Dar ancas às consoantes e devolver seios às vogais

O último dia do III Encontro de Escritores em Natal foi um forrobodó literário. O povo dançou e o povo escutou.

foi num grande forró que se terminou o iii encontro de escritores de língua portuguesa em natal, numa festa que juntou leitores e escritores, brasileiros, portugueses, angolanos, cabo-verdianos, moçambicanos e guineenses. a festa fez-se em português e uniu numa mesma dança os vários países da lusofonia. mas antes da noite feita de dança, houve tempo para se falar de literatura.

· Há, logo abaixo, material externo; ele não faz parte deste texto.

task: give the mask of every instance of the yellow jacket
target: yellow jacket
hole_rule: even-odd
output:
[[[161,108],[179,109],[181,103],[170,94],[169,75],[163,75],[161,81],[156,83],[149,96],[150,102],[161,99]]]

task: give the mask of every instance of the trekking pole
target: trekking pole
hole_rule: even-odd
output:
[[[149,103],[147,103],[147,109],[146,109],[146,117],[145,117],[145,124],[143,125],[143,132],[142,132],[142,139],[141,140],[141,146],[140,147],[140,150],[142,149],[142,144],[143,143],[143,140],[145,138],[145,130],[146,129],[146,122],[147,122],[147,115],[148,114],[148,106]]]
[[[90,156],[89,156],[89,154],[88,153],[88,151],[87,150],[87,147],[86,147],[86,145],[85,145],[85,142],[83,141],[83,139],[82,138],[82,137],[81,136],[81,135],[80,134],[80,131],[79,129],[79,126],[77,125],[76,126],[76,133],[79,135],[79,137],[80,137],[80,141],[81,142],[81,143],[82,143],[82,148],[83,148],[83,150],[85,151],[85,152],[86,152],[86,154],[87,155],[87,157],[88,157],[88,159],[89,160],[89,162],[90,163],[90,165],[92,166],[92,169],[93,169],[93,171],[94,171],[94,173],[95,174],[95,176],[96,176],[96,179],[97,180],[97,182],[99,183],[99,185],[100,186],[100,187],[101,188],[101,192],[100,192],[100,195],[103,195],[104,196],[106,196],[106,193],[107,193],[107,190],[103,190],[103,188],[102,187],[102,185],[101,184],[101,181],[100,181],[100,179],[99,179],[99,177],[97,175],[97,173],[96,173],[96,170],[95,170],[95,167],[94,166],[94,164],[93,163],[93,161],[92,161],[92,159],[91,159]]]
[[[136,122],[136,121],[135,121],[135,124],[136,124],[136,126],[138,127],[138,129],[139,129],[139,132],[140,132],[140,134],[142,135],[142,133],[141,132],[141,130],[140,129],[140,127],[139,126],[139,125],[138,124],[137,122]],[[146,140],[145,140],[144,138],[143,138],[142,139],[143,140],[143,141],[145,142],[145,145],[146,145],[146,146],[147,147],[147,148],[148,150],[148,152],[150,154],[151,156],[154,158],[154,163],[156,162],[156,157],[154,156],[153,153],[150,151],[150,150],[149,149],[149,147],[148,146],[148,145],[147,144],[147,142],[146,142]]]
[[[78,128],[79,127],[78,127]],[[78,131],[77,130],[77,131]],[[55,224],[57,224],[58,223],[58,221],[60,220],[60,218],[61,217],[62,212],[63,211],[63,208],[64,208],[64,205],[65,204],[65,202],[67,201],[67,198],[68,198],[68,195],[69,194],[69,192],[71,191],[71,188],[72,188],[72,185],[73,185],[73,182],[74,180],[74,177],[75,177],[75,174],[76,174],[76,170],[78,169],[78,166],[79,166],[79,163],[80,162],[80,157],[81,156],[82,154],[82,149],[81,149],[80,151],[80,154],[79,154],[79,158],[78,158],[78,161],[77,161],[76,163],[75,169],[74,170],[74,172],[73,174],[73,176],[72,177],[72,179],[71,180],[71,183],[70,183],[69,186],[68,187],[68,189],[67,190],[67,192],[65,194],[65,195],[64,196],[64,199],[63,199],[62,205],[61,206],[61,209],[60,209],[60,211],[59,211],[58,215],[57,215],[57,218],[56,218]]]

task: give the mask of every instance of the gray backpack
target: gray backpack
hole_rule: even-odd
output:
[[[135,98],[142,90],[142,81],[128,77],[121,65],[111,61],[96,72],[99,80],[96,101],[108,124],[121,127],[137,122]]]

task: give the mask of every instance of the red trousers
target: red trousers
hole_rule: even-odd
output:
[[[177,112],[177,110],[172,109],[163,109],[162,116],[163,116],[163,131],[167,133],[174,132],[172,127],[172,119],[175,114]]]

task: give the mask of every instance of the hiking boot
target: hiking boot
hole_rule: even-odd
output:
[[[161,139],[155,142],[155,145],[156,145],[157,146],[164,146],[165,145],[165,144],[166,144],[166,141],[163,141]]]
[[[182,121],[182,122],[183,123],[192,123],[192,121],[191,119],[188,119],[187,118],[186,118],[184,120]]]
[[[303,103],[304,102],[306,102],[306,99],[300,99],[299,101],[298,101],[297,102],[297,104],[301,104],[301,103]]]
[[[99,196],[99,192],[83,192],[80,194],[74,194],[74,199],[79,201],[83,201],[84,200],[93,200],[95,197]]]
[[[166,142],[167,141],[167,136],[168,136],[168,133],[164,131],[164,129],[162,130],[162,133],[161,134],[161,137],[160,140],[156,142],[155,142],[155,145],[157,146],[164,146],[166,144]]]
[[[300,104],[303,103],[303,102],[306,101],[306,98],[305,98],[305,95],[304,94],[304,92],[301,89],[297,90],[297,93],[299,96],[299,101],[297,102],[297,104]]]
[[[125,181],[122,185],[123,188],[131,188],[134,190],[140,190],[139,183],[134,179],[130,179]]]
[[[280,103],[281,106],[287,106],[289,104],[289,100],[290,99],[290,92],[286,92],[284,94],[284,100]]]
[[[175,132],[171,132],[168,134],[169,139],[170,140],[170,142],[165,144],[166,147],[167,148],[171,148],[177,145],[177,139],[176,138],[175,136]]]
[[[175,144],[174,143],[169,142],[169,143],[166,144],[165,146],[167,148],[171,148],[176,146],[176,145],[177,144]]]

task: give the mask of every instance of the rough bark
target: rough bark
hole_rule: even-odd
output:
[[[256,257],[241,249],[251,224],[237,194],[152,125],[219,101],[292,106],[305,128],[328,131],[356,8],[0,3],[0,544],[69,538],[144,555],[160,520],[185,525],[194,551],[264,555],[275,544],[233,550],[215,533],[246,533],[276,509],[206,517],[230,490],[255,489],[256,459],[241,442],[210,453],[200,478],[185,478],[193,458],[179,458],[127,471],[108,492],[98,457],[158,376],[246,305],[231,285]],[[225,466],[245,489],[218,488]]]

ao escritor moçambicano mia couto, juntou-se o cabo-verdiano germano de almeida e a brasileira ana cascudo, que, perante um teatro alberto maranhão (no centro de natal) quase cheio falaram sobre literatura oral e tradicional, tão presentes nos seus países.

mia couto lembrou a população moçambicana, tão rica nas suas histórias, feitas de tantas línguas e dialectos, que não conhecem expressão escrita. e contou de uma vez que uma senhora lhe pediu para falar de si, dançando. e de como na falta de jeito para os movimentos e na impossibilidade da dança, lhe apresentou um homem vazio. não houve palavras que o salvassem. «queria-me ler como se eu fosse um texto. mas eu era apenas uma página em branco».

«mais do que me inspirar na tradição oral, a minha intenção é introduzir os universos da oralidade na lógica da escrita, devolver à palavra grafada o gesto, o corpo, o sexo da fala», disse mia couto, perante uma plateia rendida às suas palavras. «é isso que me anima enquanto escritor: ensinar a minha escrita a dançar, dar ancas às consoantes, devolver seios às vogais e, enfim, reinventar sensualidades que foram sendo roubadas pela cega obediência às normas da gramática».

mia não conseguiu dançar. mas, à noite, o povo todo que o escutou fê-lo por ele. e a literatura transformou-se num imenso forrobodó.